“There’s probably no God (now stop worrying and enjoy the rest of your life)” it says on the bus atheist bus which by retaining its grip on the empirical and renouncing the a priori and all its works and pomps stays true to the Hume’s line laid out in his remarks on miracles. No doubt they took the advice of a member of the Philosophers chapel of the British Humanist Association, Peter Millican who has written extensively on the topic of Hume and the probability of the report of a miracle being a true account of what transpired. My mild tracing of the anfractuosities of Hume’s view was sparked by a reading of a chapter on it in Philosophers and Religious Truth by Ninian Smart. He takes the view which conforms to the apparently obvious contradiction in Hume’s writing between the rejection of induction as establishing a law of nature which would allow us to say that the sun will rise tomorrow and the reverence before the regular course of things that discounts any miracles.
Millican is not having this:
If there is indeed an inconsistency here, however, this is more a difficulty for Hume‟s philosophy of induction than for his position on miracles.(from 20 questions)
Most of his work – from the Treatise, through the Essays and Enquiries, to the History and the later works on religion – is thoroughly infused with the empirical scientific spirit of an investigator attempting “to introduce the experimental method of reasoning into moral subjects” (as declared by the subtitle of the Treatise). In this respect, the inductive commitment of his essay on miracles is entirely typical. And in fact there is no inconsistency between Hume‟s philosophy of induction and his empirical method; quite the reverse. His inductive “scepticism” – as presented in Sections 4 and 5 of the Enquiry, is encapsulated in the claim “that, in all reasonings from experience, there is a step taken by the mind, which is not supported by any argument or process of the understanding” (E 5.2). This unsupported step – the assumption of uniformity whereby we extrapolate from observed to unobserved and “expect similar effects from causes, which are, to appearance, similar” (E 4.23) – has instead a non-rational basis, in an animal instinct which Hume calls custom (E 5.6)
The inherent unliklihood of a miracle is surely its point and I think that the term ‘likely’ is more apposite and in keeping with Hume’s general breeziness than the term ‘probable’ used in a modern sense that brings sage pronouncements on 0, 1 or .0000…..1 probability. Hume’s two for the price of one miracle is an example of his drollery:
The plain consequence is (and it is a general maxim worthy of our attention), “That no testimony is sufficient to establish a miracle, unless the testimony be of such a kind, that its falsehood would be more miraculous, than the fact, which it endeavours to establish …” (E 10.13)

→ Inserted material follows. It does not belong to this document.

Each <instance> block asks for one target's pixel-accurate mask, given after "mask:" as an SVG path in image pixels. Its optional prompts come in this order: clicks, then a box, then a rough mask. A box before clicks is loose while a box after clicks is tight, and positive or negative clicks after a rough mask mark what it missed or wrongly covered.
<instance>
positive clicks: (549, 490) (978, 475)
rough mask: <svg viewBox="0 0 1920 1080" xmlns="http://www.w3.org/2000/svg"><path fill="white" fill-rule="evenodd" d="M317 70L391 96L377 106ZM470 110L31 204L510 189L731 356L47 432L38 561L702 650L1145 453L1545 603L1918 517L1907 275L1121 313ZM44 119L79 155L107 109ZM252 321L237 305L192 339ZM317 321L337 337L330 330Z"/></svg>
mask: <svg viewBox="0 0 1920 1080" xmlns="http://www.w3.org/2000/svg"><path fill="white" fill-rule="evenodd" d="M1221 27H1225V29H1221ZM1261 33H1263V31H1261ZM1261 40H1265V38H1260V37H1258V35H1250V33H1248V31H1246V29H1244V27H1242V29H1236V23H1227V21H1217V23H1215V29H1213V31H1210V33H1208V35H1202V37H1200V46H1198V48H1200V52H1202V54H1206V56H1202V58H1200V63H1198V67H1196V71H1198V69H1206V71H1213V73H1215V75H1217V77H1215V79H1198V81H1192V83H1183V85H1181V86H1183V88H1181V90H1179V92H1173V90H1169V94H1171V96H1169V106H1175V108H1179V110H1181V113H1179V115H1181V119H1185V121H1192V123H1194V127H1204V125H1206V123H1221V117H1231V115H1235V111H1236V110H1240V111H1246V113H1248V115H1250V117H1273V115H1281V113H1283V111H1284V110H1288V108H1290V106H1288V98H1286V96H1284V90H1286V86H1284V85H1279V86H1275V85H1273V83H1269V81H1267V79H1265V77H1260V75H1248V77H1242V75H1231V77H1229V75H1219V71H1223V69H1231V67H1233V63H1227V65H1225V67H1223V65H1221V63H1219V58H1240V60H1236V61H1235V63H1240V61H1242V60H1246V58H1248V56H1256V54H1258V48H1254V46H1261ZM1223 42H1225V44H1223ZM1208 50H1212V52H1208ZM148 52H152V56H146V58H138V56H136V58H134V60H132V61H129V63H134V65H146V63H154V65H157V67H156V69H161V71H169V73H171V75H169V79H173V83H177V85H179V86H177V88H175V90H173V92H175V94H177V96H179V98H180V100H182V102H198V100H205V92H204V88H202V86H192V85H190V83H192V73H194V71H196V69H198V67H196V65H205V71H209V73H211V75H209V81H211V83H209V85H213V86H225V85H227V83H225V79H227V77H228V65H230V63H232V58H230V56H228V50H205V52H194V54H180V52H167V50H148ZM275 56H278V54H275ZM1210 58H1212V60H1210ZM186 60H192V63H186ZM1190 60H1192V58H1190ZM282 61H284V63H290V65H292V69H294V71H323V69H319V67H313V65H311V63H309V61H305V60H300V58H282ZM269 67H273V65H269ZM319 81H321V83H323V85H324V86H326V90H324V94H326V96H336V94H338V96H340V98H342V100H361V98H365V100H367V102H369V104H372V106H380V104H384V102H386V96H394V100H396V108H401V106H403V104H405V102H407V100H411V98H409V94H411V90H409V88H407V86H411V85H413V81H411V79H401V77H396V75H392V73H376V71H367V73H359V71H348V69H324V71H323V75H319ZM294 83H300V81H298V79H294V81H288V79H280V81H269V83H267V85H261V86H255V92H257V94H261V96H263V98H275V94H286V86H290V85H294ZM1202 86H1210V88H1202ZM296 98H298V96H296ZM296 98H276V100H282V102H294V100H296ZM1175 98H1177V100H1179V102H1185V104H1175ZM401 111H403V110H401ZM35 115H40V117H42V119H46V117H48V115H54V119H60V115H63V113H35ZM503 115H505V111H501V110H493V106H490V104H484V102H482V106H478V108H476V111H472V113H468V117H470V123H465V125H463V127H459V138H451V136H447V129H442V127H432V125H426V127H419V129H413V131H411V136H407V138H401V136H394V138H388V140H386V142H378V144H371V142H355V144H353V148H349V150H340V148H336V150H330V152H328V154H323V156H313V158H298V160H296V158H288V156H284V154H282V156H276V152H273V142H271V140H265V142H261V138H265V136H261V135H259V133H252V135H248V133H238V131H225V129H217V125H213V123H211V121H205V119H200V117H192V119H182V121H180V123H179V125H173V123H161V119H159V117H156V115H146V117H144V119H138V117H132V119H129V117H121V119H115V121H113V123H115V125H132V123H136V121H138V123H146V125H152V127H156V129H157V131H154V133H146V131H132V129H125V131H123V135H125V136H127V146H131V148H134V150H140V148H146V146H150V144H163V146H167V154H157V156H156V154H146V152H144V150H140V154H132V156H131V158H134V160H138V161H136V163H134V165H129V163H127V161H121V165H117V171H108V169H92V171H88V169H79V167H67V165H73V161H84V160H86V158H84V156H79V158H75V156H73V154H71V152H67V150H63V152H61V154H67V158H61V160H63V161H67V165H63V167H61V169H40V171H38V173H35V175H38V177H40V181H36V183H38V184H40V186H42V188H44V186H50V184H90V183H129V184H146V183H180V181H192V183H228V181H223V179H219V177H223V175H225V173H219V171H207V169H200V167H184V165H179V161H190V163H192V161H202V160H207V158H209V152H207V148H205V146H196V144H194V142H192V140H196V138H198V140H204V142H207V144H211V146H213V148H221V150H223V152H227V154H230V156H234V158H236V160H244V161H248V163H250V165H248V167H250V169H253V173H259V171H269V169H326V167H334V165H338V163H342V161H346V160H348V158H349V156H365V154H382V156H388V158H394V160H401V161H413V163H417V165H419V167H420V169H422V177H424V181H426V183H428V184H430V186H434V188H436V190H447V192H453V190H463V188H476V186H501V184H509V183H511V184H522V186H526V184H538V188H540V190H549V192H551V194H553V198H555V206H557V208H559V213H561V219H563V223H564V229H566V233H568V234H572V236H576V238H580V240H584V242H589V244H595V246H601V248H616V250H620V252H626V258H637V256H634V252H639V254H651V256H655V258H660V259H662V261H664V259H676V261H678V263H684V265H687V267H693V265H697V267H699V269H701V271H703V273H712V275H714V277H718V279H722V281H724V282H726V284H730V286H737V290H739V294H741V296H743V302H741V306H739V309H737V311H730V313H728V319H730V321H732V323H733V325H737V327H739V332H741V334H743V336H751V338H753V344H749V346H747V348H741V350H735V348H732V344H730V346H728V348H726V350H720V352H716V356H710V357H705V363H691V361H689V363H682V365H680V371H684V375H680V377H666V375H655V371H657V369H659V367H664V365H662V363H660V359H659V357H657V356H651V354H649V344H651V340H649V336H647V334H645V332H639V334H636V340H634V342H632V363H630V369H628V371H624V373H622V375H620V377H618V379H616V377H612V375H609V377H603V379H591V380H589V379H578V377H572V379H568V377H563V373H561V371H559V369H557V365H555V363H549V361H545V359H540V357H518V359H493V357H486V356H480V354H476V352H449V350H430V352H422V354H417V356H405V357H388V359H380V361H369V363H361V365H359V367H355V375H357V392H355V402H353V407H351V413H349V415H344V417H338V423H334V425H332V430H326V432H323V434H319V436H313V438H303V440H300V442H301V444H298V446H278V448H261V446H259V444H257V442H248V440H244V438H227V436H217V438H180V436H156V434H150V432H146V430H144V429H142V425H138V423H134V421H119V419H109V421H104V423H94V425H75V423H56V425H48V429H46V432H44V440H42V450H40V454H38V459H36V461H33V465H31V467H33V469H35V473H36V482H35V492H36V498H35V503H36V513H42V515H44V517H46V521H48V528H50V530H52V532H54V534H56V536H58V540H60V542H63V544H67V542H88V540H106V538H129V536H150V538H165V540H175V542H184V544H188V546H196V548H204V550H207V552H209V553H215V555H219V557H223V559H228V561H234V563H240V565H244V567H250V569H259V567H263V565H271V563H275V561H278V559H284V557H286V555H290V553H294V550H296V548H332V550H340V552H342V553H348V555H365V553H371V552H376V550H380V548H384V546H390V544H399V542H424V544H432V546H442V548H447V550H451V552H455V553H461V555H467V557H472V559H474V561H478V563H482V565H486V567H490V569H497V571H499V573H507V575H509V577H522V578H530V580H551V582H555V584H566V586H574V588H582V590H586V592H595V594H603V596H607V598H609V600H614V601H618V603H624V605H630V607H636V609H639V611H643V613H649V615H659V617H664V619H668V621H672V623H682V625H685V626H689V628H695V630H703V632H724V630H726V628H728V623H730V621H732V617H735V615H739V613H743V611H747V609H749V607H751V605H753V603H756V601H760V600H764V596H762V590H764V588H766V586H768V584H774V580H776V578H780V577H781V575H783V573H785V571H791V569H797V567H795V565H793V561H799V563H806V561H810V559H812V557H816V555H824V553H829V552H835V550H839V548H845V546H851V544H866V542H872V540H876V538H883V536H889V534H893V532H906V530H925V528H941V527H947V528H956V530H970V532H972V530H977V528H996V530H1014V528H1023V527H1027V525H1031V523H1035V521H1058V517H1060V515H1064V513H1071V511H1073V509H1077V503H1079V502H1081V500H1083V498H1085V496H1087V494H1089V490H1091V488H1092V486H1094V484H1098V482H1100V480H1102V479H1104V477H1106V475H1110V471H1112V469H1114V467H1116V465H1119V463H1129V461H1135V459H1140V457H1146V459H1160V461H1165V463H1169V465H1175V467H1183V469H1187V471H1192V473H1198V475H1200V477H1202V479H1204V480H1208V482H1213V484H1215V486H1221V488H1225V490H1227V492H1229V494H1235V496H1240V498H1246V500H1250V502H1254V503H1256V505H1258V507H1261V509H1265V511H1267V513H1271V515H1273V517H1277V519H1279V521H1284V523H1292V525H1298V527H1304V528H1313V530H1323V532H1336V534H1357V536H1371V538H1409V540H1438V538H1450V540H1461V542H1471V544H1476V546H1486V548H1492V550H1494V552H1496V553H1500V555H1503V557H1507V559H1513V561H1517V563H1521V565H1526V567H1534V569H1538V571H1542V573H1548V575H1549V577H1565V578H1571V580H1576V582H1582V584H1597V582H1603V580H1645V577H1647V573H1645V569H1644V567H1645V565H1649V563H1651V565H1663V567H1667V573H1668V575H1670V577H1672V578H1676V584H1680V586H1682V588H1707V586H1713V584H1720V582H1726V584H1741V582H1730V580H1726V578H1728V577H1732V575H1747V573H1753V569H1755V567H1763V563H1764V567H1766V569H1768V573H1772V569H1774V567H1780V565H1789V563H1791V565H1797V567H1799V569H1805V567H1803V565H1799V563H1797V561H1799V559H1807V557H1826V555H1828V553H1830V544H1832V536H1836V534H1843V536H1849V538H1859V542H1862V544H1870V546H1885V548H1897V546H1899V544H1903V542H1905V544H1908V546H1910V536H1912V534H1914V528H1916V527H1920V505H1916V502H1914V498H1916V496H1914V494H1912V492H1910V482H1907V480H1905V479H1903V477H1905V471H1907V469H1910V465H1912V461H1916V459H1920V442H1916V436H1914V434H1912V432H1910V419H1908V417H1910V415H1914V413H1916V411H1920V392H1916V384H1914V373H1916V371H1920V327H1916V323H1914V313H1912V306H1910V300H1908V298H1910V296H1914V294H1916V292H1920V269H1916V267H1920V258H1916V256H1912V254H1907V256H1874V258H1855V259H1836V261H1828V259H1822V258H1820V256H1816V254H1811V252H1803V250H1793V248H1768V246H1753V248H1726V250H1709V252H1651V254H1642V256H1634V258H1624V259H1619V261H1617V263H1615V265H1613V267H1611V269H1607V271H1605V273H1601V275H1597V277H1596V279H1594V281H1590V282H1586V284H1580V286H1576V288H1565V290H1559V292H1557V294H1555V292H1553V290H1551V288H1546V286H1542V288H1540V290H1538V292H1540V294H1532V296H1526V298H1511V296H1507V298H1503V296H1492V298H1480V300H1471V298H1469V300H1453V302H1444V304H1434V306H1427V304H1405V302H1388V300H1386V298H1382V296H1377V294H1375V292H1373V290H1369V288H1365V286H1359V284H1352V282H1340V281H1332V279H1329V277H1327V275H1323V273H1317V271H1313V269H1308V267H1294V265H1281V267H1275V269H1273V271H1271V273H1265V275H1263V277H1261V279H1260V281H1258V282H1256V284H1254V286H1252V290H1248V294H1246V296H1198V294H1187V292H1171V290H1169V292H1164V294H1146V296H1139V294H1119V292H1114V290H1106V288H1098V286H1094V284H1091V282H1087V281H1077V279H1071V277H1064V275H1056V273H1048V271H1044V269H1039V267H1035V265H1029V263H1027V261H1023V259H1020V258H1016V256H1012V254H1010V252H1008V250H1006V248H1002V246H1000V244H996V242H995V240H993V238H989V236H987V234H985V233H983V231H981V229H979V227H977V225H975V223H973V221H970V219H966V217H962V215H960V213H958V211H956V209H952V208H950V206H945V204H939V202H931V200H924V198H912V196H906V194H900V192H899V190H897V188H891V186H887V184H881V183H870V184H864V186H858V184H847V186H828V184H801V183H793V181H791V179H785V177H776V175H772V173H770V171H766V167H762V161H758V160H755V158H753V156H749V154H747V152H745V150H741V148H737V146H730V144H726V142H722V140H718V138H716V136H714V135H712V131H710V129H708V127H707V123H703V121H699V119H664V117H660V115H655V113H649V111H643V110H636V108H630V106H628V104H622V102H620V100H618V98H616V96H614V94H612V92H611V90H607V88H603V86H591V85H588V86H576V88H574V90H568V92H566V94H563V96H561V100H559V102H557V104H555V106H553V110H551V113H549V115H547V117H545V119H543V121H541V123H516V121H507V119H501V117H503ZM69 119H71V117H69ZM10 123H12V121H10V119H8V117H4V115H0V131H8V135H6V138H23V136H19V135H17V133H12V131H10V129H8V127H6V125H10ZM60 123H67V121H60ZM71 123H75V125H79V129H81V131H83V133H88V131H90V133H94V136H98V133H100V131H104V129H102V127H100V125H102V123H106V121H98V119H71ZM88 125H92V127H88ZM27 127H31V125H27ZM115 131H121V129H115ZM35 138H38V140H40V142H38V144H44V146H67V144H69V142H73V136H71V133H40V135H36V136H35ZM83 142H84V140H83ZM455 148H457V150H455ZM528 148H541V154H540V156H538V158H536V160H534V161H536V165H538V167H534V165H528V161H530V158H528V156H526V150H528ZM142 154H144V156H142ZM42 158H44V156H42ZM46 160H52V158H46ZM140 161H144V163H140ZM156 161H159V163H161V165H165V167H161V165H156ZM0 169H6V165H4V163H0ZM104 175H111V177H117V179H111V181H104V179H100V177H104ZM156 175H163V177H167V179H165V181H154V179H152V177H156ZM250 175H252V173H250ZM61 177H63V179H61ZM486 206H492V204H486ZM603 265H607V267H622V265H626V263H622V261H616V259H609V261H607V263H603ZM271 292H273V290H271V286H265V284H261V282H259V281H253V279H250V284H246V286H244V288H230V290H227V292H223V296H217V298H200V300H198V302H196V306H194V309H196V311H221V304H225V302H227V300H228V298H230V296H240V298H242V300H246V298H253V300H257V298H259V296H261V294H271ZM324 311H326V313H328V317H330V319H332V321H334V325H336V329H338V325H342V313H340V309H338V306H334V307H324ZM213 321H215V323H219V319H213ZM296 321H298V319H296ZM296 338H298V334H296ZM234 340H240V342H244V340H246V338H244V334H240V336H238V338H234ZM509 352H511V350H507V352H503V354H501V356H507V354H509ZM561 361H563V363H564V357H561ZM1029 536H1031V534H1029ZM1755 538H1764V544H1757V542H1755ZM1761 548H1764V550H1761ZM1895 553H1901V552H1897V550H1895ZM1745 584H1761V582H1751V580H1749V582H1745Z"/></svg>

It’s true that not many philosophers are as enthusiastic as Millican. John Earman is scathing and he’s a non-theist - humes abject failureFor myself I believe in them when I have confidence in the supposed worker of them and in their witnesses. Otherwise I do not concern myself and as I said to a young sceptic recently – You shouldn’t believe in them. What I didn’t add was ‘because they don’t concern you’.